There is perhaps no other discipline where the past informs the present to the extent that inventions and technological advancements do. Humankind has been driven by the desire to improve efficiency and develop means by which the impossible becomes possible. Technology, simply defined as “the application of scientific knowledge for practical purposes” can be represented by a wide array of different forms, including books, metal samples, and complex devices.
The development and use of new metals and alloys have defined entire eras of human history, with steel being synonymous with modern bridges and skyscrapers. In turn, civil engineers have been responsible for designing such large-scale structures and understanding how they could fail. Advances in materials and technology have necessitated new tools and machinery for production, such as a warehouse sized heavy metal press capable of exerting 50,000 tons of force.
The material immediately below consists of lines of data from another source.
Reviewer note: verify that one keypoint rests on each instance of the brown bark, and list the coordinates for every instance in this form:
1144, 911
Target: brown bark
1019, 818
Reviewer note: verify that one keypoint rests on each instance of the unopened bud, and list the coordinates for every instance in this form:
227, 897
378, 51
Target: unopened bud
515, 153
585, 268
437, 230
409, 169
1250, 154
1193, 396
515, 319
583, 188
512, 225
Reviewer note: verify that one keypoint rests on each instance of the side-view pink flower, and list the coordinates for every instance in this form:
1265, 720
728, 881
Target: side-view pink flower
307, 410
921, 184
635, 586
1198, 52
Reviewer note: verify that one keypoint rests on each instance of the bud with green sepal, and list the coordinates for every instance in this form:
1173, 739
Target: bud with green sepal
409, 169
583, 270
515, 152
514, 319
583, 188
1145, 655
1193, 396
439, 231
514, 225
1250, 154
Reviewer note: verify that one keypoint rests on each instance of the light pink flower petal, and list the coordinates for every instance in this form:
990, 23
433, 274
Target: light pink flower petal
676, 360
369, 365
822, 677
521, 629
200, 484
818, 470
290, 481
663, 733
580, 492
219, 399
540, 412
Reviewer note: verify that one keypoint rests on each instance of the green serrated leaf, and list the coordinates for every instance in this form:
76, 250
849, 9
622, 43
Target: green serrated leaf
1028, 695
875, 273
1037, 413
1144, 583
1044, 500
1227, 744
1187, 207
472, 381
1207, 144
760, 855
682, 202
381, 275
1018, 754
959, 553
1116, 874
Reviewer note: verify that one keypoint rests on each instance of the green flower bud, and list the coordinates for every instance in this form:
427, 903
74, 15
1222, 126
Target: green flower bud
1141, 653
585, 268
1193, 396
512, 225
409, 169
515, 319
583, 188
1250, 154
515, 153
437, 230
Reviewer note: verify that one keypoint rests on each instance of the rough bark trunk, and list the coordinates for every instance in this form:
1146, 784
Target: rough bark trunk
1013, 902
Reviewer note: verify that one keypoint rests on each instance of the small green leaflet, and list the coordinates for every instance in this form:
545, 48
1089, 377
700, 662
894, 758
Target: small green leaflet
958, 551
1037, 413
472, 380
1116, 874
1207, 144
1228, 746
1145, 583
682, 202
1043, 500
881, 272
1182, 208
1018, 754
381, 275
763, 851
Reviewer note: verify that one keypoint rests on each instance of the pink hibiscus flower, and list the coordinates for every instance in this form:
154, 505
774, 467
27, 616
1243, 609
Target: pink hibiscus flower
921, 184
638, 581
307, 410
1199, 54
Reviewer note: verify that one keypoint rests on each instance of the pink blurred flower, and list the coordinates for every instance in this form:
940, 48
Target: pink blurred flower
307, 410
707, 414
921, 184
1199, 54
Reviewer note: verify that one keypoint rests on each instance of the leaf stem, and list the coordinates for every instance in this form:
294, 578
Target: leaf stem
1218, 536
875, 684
The invention of the automobile, and the internal combustion engine that powered it, has shaped urban development and society around the world. Cars have developed from simple machines to immensely complex combinations of electronics and mechanical parts. Other than steel, no material has impacted the modern era as much as plastic. Bakelite, first developed in 1907 and since designated a National Historic Chemical Landmark, became crucial in the rise of consumer electronics.
Preserving documentation of old technological developments and representative samples could enable the repair of active machinery or provide context for understanding the historical impact of technology and the effect it had on our society.